Margie’s friends at JPL had been right: she was too smart for her husband. She had tried her best but couldn’t save her mar
riage. In the wake of her divorce, Margie felt lonely and isolated. She worried about her four children. Although she felt as though she was the only person in the world splitting with her partner, divorce was actually experiencing a surge of nearly 50 percent in the United States. When California’s Family Law Act passed in 1969, it made no-fault divorces possible in the state. And it wasn’t just in California—across the country, laws allowing couples to separate solely because of “irreconcilable differences” were opening up the option to divorce, especially to women who felt trapped by marriage. As Margie grappled with her decision, she thought, I’ll still have my kids and my job.
Sue Finley, on the other hand, felt nothing. Her mind was slipping away from her. She had been home for six years taking care of her two boys, and while she loved them both dearly, she felt she was going crazy. She tottered along, trying to keep it all together, but she was overwhelmed by feelings of fear and anxiety. She began meeting with a psychologist, who listened to her patiently and then prescribed an unusual therapy. She didn’t need clinical treatment, he said; what she needed was to return to work. “It’ll be better for the children,” he explained. Sue nodded. She was ready to go back. Having a job she was proud of and doing work she was good at made her feel strong and purposeful. She loved being a mother more than anything, but she had missed that feeling.

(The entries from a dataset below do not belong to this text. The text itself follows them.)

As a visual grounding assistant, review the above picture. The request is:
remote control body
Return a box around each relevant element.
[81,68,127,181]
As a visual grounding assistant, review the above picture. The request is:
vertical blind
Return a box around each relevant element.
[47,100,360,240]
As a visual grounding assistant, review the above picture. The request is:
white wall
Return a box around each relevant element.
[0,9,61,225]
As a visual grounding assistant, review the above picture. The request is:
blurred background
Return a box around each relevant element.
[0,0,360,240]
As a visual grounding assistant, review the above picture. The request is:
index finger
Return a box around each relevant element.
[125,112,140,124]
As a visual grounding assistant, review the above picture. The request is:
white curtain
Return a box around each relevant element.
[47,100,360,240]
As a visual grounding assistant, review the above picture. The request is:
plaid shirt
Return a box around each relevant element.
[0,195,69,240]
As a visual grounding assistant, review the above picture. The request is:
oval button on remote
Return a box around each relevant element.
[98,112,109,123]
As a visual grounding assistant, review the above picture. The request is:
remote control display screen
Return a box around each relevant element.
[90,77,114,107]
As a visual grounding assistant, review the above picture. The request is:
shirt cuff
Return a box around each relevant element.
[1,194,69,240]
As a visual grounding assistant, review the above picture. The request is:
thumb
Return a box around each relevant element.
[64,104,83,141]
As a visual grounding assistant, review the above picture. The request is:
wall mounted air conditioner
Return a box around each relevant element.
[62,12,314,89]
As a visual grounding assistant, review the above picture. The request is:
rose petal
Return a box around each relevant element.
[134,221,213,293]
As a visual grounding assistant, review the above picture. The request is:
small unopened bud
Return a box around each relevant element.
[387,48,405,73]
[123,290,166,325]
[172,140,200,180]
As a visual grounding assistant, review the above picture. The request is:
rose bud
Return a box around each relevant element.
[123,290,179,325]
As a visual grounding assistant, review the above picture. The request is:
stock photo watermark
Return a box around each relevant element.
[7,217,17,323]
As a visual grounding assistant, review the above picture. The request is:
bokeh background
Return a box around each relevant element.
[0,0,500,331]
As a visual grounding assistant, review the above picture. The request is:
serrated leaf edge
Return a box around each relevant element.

In the six years since Sue had left the lab, much had changed. To prepare, she spent months studying manuals, trying to catch up with the new computer-programming languages. FORTRAN 66 had become an industry standard. For the first time, every new IBM could use the same computing language instead of programming being unique to each machine. As she immersed herself in the new technology, Sue could feel the sense of madness drift away. Returning to JPL and her friends, she was thankful to have no feelings of guilt at leaving her children. Her psychologist had told her this was a medical necessity, and it also helped that so many of her colleagues were working mothers. She turned to Helen, Barbara, and the recently returned Merrilyn Gilchrist when she needed support.